Tuesday, 23 September 2014

Perspective

  Moving house isn't an unusual thing. Especially if you're me. I moved around a lot as a child, living overseas for over 6 years, growing up around different cultures. Back in Scotland, I've been 'home' for 8 years and living under the roof I'm currently writing under for 7 of those. This is the longest I've ever been in one place.
  I'm starting my second year of University in a week, so when it became clear we were definitely moving in October I had a dilemma: should I move with my family or get my own place? I've decided now to move with my family. I'm closer to church, and not too far from Uni either.
  This still won't make it easy to move; I think if I'm completely honest I will miss this place. Don't get me wrong, I'm excited for more space and the prospect of lodgers coming to live with us among other things. After taking so long to adjust back to the UK in this house and having so many adolescent struggles in this room, this space has become a big a part of me. I've really encountered God between these walls too, and learned to know Him more than ever before in my life. This in itself has been a struggle which has made me the person I am today.

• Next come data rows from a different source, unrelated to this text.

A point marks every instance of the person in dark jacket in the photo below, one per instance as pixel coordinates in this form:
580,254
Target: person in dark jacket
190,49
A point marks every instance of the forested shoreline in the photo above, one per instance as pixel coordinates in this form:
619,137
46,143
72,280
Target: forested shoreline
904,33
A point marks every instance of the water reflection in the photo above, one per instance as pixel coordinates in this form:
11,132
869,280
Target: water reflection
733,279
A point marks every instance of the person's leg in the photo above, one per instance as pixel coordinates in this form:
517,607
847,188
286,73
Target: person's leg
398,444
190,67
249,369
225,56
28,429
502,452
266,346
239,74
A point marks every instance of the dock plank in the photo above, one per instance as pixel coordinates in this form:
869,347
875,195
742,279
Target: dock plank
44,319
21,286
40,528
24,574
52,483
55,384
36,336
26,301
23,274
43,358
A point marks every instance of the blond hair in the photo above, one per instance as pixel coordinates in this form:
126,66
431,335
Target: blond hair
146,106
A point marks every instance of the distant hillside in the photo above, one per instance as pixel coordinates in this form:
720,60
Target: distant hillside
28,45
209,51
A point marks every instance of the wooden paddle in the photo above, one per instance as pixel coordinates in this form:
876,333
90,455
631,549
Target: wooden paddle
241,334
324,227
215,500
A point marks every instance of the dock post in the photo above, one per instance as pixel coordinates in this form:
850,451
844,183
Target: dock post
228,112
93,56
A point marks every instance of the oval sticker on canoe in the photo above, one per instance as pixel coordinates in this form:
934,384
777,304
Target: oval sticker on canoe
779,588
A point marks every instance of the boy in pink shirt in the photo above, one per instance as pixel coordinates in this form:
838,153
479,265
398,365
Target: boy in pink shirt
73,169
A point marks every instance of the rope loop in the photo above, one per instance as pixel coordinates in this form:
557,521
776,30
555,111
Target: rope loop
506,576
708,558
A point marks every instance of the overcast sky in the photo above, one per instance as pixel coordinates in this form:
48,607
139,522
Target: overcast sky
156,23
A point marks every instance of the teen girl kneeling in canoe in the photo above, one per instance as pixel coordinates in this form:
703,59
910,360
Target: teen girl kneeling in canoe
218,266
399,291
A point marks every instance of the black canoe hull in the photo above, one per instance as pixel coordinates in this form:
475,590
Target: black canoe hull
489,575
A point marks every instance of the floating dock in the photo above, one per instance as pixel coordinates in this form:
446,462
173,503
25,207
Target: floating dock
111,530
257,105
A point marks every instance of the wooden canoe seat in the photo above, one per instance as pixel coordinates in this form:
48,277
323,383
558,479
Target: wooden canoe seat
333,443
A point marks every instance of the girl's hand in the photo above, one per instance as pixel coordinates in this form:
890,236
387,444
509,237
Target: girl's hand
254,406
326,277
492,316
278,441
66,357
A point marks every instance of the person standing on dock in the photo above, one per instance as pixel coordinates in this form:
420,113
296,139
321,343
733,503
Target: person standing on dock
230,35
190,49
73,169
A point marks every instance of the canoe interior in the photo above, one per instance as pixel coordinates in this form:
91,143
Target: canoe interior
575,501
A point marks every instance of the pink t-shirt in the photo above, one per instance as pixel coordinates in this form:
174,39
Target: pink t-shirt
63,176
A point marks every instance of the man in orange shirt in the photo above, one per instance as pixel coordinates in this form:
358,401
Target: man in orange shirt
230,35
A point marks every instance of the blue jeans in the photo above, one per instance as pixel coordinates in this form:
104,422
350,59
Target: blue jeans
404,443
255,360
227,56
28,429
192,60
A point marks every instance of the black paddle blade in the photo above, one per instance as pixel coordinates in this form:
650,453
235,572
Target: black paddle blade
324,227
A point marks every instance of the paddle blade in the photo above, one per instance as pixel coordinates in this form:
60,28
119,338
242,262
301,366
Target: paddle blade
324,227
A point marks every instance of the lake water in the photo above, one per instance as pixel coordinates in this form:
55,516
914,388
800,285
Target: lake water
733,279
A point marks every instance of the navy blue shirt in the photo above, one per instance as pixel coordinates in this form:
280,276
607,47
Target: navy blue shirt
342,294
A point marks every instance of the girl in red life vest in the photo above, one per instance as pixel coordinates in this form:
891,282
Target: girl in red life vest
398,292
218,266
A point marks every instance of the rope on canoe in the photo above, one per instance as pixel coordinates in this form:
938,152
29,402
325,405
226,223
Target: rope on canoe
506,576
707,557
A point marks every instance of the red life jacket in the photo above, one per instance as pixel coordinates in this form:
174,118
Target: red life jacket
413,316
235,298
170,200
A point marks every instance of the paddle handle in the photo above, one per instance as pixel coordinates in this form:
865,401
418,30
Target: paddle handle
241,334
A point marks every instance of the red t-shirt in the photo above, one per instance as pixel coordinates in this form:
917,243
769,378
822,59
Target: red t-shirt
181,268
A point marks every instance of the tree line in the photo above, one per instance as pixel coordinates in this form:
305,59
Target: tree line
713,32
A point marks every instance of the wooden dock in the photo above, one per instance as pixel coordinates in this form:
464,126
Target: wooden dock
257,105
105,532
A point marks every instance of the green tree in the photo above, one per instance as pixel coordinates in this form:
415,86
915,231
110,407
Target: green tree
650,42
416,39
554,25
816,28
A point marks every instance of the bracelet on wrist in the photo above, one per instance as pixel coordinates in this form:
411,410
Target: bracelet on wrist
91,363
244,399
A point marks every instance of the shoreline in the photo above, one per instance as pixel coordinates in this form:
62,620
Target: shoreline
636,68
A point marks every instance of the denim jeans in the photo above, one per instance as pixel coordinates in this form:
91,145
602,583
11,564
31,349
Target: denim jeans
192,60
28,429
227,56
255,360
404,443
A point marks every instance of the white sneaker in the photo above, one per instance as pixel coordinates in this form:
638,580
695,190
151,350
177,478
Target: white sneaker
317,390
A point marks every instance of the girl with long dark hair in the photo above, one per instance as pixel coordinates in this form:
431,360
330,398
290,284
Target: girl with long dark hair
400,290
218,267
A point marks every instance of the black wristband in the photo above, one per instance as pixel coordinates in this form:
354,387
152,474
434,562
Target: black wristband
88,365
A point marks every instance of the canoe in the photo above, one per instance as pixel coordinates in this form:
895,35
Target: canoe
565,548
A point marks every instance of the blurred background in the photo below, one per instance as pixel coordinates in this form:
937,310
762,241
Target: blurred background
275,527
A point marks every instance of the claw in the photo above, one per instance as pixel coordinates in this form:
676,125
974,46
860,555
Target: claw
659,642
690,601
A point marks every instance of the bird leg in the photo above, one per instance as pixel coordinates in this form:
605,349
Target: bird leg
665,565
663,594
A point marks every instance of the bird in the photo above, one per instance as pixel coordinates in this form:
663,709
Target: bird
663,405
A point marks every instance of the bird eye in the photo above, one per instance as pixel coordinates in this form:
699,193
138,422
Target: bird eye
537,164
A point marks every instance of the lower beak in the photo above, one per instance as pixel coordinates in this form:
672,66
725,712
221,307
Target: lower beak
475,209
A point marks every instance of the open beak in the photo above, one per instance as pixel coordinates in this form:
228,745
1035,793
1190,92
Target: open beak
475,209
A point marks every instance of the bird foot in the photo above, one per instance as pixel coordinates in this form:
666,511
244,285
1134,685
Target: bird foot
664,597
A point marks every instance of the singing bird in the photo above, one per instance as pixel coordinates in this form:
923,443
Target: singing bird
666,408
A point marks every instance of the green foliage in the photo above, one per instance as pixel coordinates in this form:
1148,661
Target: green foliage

  I feel restless here now. I need more space and want to start a fresh chapter.

  I feel excited too; I'm part of a great group of guys at church who are all accountable to one another and live life to the fullest. We're there for each other all the time and our faith develops so well when we're together. Iron sharpens iron. I'll be seeing them a lot more this year, living out life the way God intended, and the way Jesus lived with his disciples.

  I feel nostalgic, disappointed and sad as well. For the things that have happened here, for the things that never did, and for the emotional and spiritual pain which I've experienced over these 7 years.

  It's as I'm writing I realise how significant the number 7 is in biblical terms. Specifically in terms of waiting. In Genesis, Jacob was told to wait for 7 years before marrying Rachel. In reality he had to wait a great deal longer than that, but I feel this is significant as a representation of what may be happening now. It's time for that new chapter and fresh start. Whatever's going to happen in these coming years is going to be great, and I can't wait to see what unfolds.

  In a fairly minimalistic way, a lot of clutter seems to be getting cleared. Emotionally, spiritually, and now physically as I prepare for the move. This process may take some time, though I look forward to the freedom the outcome will produce.



  This has been incredibly useful for me to process things. I might return more often to lay out my thoughts and get a good idea of where I actually stand with things. A better name for this blog then, would be 'Perspective'.